What are the basic questions addressed?

What is the basic topology of flows, currents, and magnetic fields that develops during the accretion event for various initial and boundary conditions?

What are the results to date and the future of the work?

We have carried out two large supercomputer simulations. The first one was concerned with the evolution of a young accretion disk in a compact binary system. That simulation demonstrated that a Karman vortex path forms downstream from the point of impact. The second simulation was concerned with the gravitational collapse of a magnetised vortex. This simulation has been related to the formation and properties of the 2pc circumnuclear ring in the Galactic Centre.

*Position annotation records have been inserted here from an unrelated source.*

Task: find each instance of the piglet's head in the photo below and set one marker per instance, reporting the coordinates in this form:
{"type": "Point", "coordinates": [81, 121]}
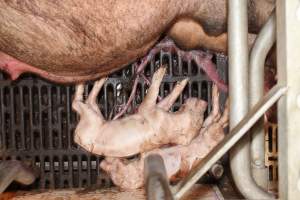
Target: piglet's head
{"type": "Point", "coordinates": [194, 105]}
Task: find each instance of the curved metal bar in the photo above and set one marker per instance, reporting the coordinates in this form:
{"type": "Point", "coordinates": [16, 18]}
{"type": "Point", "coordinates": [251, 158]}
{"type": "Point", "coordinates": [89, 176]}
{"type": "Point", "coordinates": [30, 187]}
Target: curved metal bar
{"type": "Point", "coordinates": [230, 139]}
{"type": "Point", "coordinates": [263, 43]}
{"type": "Point", "coordinates": [238, 90]}
{"type": "Point", "coordinates": [156, 180]}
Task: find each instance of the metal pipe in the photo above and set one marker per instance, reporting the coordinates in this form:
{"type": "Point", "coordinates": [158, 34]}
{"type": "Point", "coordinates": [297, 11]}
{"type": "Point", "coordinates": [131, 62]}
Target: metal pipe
{"type": "Point", "coordinates": [263, 43]}
{"type": "Point", "coordinates": [156, 180]}
{"type": "Point", "coordinates": [230, 139]}
{"type": "Point", "coordinates": [238, 90]}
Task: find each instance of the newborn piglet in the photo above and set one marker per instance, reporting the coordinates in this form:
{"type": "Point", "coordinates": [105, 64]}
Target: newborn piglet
{"type": "Point", "coordinates": [179, 160]}
{"type": "Point", "coordinates": [151, 127]}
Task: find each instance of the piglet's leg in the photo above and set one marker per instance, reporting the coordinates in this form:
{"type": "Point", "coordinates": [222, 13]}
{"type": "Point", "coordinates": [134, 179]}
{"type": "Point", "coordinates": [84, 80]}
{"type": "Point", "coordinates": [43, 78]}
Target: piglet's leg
{"type": "Point", "coordinates": [168, 101]}
{"type": "Point", "coordinates": [89, 106]}
{"type": "Point", "coordinates": [151, 97]}
{"type": "Point", "coordinates": [91, 100]}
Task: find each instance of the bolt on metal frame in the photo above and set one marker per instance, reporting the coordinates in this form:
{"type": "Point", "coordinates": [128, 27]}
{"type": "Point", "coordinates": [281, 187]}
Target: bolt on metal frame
{"type": "Point", "coordinates": [230, 139]}
{"type": "Point", "coordinates": [262, 45]}
{"type": "Point", "coordinates": [238, 61]}
{"type": "Point", "coordinates": [288, 65]}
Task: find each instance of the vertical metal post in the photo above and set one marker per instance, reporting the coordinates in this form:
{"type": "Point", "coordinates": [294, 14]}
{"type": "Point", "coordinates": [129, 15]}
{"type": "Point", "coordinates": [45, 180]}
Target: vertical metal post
{"type": "Point", "coordinates": [238, 90]}
{"type": "Point", "coordinates": [263, 43]}
{"type": "Point", "coordinates": [288, 62]}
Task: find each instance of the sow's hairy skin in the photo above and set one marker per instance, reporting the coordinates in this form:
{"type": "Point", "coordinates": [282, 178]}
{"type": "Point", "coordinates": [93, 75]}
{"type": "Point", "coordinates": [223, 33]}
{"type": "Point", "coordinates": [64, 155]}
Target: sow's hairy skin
{"type": "Point", "coordinates": [179, 160]}
{"type": "Point", "coordinates": [73, 40]}
{"type": "Point", "coordinates": [151, 127]}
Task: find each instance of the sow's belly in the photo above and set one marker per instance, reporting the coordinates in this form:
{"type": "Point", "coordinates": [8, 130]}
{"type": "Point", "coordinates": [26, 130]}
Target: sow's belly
{"type": "Point", "coordinates": [67, 71]}
{"type": "Point", "coordinates": [73, 41]}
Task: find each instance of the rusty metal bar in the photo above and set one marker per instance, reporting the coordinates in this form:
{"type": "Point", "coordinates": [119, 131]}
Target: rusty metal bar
{"type": "Point", "coordinates": [238, 90]}
{"type": "Point", "coordinates": [156, 180]}
{"type": "Point", "coordinates": [231, 139]}
{"type": "Point", "coordinates": [288, 59]}
{"type": "Point", "coordinates": [263, 43]}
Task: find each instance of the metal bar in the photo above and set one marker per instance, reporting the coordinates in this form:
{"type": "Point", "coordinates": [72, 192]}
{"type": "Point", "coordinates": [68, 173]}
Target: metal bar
{"type": "Point", "coordinates": [263, 43]}
{"type": "Point", "coordinates": [288, 59]}
{"type": "Point", "coordinates": [157, 183]}
{"type": "Point", "coordinates": [238, 90]}
{"type": "Point", "coordinates": [230, 139]}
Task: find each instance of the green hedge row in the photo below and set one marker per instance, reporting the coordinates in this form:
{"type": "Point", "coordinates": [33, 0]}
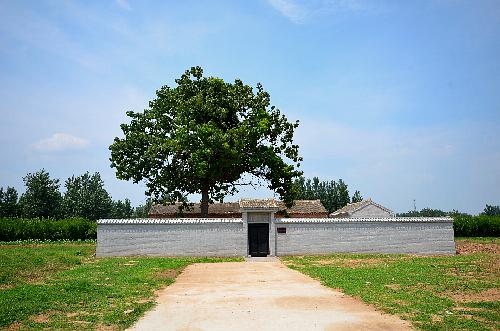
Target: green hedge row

What computational techniques are used and why is a supercomputer required?

Smoothed Particle Magnetohydrodynamics is used to carry out the simulations. All simulations are 3 dimensional. This implies that very large data sets corresponding to at least half a million of Lagrangian nodes must be handled. At present that type of work can be carried out on a supercomputer only.

Publications

3d structure of truncated accretion disks in close binaries , Z Meglicki , D Wickramasinghe,
G V Bicknell, Monthly Notices of the Royal Astronomical Society, 264, 691-704, (1993).

Verification and accuracy of smoothed particle magnetohydrodynamics, Z Meglicki, Computer Physics Communications, in press.

Gravitational collapse of a magnetised vortex -- application to the galactic centre, Z Meglicki, D Wickramasinghe, R L Dewar, Monthly Notices of the Royal Astronomical Society (1994), submitted.